BG Midrange – Maxwell Jones

1st Place SCG Classic – Dallas

 

3 Doom Whisperer

2 Golgari Findbroker

4 Jadelight Ranger

4 Llanowar Elves

4 Merfolk Branchwalker

3 Ravenous Chupacabra

3 Seekers’ Squire

3 Wildgrowth Walker

3 Vivien Reid

3 Vraska, Relic Seeker

2 Assassin’s Trophy

3 Find // Finality

8 Forest

4 Overgrown Tomb

7 Swamp

4 Woodland Cemetery

 

SIDEBOARD

1 Assassin’s Trophy

2 Carnage Tyrant

3 Duress

1 Find // Finality

3 Moment of Craving

1 The Eldest Reborn

2 Vraska, Golgari Queen

2 Vraska’s Contempt

 

This deck is cluttered with mana symbols looking to cast powerful cards like Jadelight Ranger (2 pips, green) on turn 3 or Ravenous Chupacabra (2 pips, black), and Golgari Findbroker (4 pips, green and black) on turn 4. To be able to play these spells reliably, the deck has to stick to 2 colors, otherwise it would be impossible to get the required number of colored mana sources without playing an extraordinary amount of lands. With just 23 lands, this deck still plays 16 green sources and 15 black sources enabling it to reliably fill out the large number of color pips required from all the powerful double pipped cards.

 

When building your next deck, keep these principles in mind and ask yourself these questions:

1) Which of my spells do I need to cast as early as possible?

2) Are there any multicolored cards which I can substitute in to make my plans overlap better?

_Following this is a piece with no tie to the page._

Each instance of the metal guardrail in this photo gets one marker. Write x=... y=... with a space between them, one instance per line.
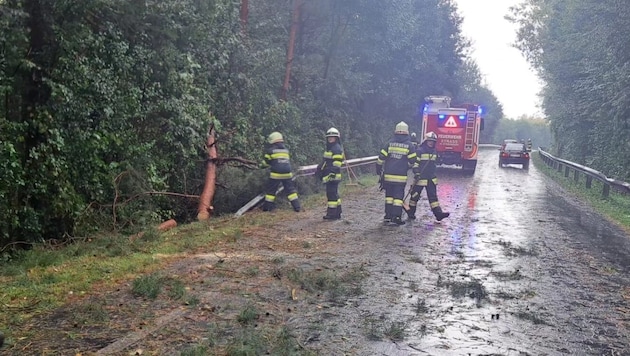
x=310 y=170
x=559 y=164
x=307 y=171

3) Can I achieve the number of sources I need in the number of lands I’m playing?

 

If you find yourself answering number 3 with “no”, you probably are trying to stretch your early color requirements too much. You should either substitute some multicolored spells in if possible, or change your plan to be less color intensive or involve fewer colors. I hope you’ve enjoyed your second lesson in Mathemagics, and I’ll be back with another one soon!